Penix recovered in time for fall drills but didn’t look comfortable in game action when the season began in September, throwing a career-high three interceptions in a loss at Iowa and three more interceptions against Cincinnati.

There was hope Penix had turned a corner after throwing for 373 yards in a win at Western Kentucky, but he misfired on nine of his first 10 attempts Saturday at Penn State. He finished the game 10-of-22 for 118 yards with one interception before going down with the shoulder injury in the third quarter as he was tackled attempted to scramble out of the pocket.

Backup quarterback Jack Tuttle will likely be IU’s starter for the foreseeable future. The Hoosiers have a bye this week before hosting No. 11 Michigan State for Homecoming on Oct. 16 (noon, TV TBD).

Tuttle completed 6 of 12 passes for 77 yards with one interception in relief of Penix on Saturday night. He’s passed for 564 yards in three seasons at IU with three touchdowns and two interceptions and a career 57.4 completion percentage (58-of-101).

Tuttle went 1-1 as a starter for the Hoosiers last season, winning at Wisconsin and losing to Ole Miss in the Outback Bowl.

“Very confident in Jack,” Allen said. “Even in preseason, I mentioned that we have two proven starters on the team. As you saw him come into the game on Saturday, just very decisive in his decision making both to throw and to run and just his maturity over time and his experience he got last year to be able to lead us on the road at Wisconsin and just showed a tremendous amount of toughness to play through an injury in the bowl game.”

Allen also announced Saturday sophomore running back Tim Baldwin has entered the transfer portal. Baldwin, the No. 2 back behind starter Stephen Carr for much of the season, did not carry the ball against Penn State. For the season, Baldwin had rushed for 103 yards on 28 carries. Baldwin had a critical fumble at the 3-yard line against Cincinnati and nearly lost a fumble the following week at Western Kentucky.

“There’s no doubt it effects our depth, without question,” Allen said. “Other young men are going to have to step up. You have several in that room. David Holloman is a freshman, as I mentioned, (who) will have opportunities to be able to step into that role. Charlie Spegal another young man who is here, in his second season, understands our system, big, strong young man.”

Allen said the bye week will be spent focused on evaluating and fixing an IU offense that has yet to score a touchdown in two Big Ten games. The Hoosiers (2-3, 0-2 Big Ten) were blanked 24-0 over the weekend at No. 4 Penn State, suffering their first shutout since losing 58-0 at Michigan during the 2000 season.

“You have coordinators, yes, in all three areas, and they are responsible for the game plan, the execution of that game plan,” Allen said. “But ultimately it’s my responsibility.”

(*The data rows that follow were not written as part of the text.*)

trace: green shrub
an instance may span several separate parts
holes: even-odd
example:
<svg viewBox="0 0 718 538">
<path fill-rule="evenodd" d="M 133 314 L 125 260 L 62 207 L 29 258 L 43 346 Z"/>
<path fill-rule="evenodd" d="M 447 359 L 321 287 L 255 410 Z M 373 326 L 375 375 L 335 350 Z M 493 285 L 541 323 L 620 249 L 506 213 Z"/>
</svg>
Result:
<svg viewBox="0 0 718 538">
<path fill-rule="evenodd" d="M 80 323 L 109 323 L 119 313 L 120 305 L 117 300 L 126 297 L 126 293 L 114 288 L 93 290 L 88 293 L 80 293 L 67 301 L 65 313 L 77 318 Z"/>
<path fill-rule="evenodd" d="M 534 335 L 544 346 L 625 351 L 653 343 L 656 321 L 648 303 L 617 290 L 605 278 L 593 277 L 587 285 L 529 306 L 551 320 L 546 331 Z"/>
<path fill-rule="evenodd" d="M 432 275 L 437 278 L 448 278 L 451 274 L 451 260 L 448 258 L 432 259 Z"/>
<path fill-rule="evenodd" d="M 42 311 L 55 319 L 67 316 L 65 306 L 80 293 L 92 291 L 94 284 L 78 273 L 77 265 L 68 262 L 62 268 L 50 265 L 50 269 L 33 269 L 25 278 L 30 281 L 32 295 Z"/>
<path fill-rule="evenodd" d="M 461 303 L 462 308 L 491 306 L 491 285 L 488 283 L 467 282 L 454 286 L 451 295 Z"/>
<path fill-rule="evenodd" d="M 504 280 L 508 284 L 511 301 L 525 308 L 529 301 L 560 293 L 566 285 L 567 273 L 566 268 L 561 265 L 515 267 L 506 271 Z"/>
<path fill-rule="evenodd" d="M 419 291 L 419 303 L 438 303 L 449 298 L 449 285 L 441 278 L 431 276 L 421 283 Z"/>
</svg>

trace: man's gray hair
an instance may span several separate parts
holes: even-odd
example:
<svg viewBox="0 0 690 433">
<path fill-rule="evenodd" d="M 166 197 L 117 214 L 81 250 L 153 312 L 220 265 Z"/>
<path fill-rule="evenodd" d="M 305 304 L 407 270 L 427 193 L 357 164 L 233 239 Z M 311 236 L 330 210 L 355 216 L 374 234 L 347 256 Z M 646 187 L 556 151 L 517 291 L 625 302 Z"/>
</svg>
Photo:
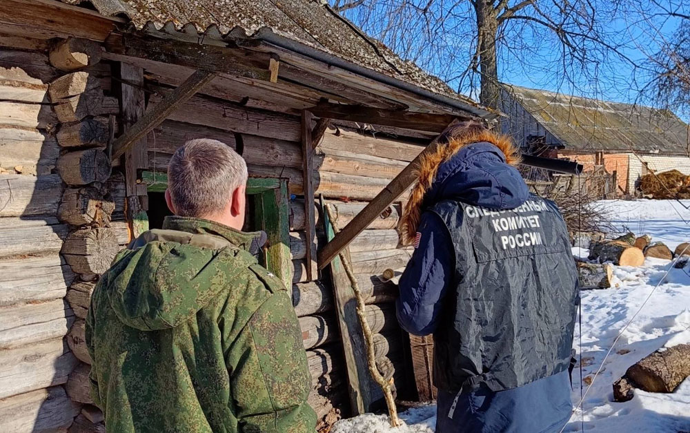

Allen doesn’t anticipate the injuries to safety Raheem Layne, cornerback Reese Taylor and cornerback Tiawan Mullen to be long-term issues. But Allen said all three secondary starters will rest and rehab during the bye week in hopes of resuming practice the week leading up to Michigan State.

A season that began with great promise for IU, with its first preseason ranking since 1969, has yet to fulfill those expectations. But players believe there is still time to turn fortunes around.

“This is where we’re going to decide how we want the season to end up,” IU wide receiver Ty Fryfogle said. “A lot of guys have got to look at themselves in the mirror and just figure out what we can do going forward.”